=================================================================================================== THIS: https://rpubs.com/sherloconan/1341447
REF: https://xzhoulab.github.io/SRTsim/
MORE: https://github.com/zhengxiaoUVic/Spatial
SRT = Spatially-Resolved Transcriptomics
SVG = Spatially Variable Gene
> library(SRTsim)
Warning messages:
1: In rgl.init(initValue, onlyNULL) : RGL: unable to open X11 display
2: 'rgl.init' failed, will use the null device.
See '?rgl.useNULL' for ways to avoid this warning.
> options(rgl.useNULL=T) # macOS needs to install XQuartz, https://www.xquartz.org/
A data list
[[1]] count: a sparse matrix (dgCMatrix)
with 80 rows (genes) and 3,611 columns (Visium
spots).
i: row indices (0-based) of the non-zero entries,
within each column.
p: column pointers.
Dim: the matrix dimensions \(80\times3,611\).

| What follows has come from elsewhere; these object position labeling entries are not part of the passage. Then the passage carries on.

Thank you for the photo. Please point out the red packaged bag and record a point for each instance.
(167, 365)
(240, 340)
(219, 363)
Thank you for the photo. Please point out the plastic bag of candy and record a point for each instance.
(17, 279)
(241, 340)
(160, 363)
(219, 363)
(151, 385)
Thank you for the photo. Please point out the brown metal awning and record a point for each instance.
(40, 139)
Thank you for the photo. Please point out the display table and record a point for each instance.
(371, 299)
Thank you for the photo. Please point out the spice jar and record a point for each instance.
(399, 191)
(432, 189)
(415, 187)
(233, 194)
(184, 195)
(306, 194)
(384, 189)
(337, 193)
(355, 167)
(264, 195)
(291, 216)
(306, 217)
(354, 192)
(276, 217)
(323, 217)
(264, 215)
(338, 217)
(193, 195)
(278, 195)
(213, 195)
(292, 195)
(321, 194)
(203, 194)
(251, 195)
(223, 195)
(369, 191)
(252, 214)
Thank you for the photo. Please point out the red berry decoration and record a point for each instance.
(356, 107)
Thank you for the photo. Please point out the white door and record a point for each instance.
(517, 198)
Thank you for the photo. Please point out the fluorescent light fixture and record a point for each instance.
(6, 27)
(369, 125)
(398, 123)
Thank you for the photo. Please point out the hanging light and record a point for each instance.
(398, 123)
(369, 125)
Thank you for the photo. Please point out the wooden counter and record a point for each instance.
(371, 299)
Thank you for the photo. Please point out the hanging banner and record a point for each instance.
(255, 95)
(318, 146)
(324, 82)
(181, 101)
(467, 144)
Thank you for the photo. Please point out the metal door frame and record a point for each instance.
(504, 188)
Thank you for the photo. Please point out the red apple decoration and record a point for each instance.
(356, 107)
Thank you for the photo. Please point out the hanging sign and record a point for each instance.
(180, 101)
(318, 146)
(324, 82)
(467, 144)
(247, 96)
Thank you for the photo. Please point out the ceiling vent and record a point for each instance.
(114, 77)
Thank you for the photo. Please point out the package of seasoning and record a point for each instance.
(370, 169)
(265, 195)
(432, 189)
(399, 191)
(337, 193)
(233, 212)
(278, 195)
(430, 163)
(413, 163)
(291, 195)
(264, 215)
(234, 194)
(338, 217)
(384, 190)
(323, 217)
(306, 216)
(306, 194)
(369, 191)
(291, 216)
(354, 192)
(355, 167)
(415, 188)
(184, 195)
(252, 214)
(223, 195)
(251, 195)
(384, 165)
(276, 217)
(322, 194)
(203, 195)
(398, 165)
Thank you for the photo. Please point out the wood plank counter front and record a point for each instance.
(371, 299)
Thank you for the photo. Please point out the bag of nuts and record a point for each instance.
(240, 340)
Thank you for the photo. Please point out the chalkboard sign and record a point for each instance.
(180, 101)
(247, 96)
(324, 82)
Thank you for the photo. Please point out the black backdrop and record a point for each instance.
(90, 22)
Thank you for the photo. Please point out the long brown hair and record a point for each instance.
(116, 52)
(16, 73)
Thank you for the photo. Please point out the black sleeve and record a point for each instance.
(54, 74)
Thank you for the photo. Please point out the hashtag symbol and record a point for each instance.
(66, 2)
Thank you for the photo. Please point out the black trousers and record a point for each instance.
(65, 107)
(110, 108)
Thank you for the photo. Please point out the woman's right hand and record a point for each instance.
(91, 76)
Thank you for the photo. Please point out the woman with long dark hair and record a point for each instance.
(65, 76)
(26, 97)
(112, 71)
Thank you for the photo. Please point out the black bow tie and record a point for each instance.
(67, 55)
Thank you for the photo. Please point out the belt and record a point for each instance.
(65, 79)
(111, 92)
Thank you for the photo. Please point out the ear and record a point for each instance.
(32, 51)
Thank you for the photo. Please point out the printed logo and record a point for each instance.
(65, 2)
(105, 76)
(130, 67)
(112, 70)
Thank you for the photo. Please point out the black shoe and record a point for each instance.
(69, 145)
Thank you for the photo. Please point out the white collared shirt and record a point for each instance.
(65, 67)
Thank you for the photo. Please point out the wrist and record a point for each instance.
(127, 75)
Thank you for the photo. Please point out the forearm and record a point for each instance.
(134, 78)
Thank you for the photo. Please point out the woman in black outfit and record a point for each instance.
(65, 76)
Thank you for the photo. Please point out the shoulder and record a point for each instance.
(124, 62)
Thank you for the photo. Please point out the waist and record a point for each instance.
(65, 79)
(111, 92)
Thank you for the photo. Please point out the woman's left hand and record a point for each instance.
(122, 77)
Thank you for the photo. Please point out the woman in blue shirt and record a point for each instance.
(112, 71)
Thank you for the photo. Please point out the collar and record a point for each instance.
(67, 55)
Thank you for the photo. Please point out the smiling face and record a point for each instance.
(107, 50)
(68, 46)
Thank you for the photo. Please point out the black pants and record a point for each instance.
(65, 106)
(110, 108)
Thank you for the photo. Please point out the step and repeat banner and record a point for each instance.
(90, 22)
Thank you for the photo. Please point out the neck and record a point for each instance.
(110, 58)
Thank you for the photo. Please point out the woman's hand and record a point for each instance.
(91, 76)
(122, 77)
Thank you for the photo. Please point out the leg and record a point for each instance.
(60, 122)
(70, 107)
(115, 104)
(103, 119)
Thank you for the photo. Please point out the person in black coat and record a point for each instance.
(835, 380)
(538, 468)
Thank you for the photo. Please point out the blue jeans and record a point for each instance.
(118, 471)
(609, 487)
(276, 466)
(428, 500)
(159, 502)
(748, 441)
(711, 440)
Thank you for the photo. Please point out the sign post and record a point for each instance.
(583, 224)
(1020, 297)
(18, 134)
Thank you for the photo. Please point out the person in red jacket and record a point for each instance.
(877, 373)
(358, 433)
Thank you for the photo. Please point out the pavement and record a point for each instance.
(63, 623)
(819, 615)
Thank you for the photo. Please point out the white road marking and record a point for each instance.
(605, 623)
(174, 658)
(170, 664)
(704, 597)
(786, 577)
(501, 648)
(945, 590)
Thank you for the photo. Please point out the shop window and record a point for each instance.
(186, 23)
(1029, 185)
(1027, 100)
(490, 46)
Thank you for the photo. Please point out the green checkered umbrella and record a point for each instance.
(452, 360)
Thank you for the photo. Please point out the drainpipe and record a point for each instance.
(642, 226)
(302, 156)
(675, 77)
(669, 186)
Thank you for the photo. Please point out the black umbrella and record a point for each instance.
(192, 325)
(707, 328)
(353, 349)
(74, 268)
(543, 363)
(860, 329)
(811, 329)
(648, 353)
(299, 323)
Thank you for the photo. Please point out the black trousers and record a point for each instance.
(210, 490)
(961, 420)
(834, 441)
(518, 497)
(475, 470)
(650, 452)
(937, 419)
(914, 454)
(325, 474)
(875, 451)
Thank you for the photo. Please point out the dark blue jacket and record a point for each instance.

Dimnames: row and column names. (1) gene IDs,
e.g., Ensembl IDs. (2) spot barcodes, e.g., AAACAAGTATCTCCCA-1.
x: the non-zero values aligned with
i.
factors: cache for matrix factorizations (e.g.,
LU/QR/Cholesky) used internally for speed. Empty.
[[2]] info: a data frame with 3,611 rows (Visium
spots) and 6 columns (metadata).
row, col: spot coordinates on the
Visium hex grid.
imagerow, imagecol: pixel
coordinates on the histology image.
tissue: factor {“0”, “1”} indicating background
versus on-tissue.
layer: annotated cortical layer label.
example_count <- exampleLIBD$count
example_loc <- exampleLIBD$info[, c("imagecol", "imagerow", "layer")]
colnames(example_loc) <- c("x", "y", "label")
simSRT <- createSRT(count_in=example_count,
loc_in=example_loc) # create an SRT object
The reference-based SRT simulation relies on one of these 80 spatial
patterns. The process starts by fitting four count
models—poisson, nb, zip, and
zinb—and then selecting the best fit using likelihood ratio
tests, AIC, and dispersion. Afterward, we generate simulated counts from
the best model based on the estimated parameters. The simulation can
either be applied across the entire tissue or within specific spatial
domains, like cortical layers.
Poisson, \(\mathbb{P}(Y=k)=\frac{\lambda^k e^{-\lambda}}{k!}\), \(\mathbb{E}[Y]=\operatorname{Var}(Y)=\lambda\).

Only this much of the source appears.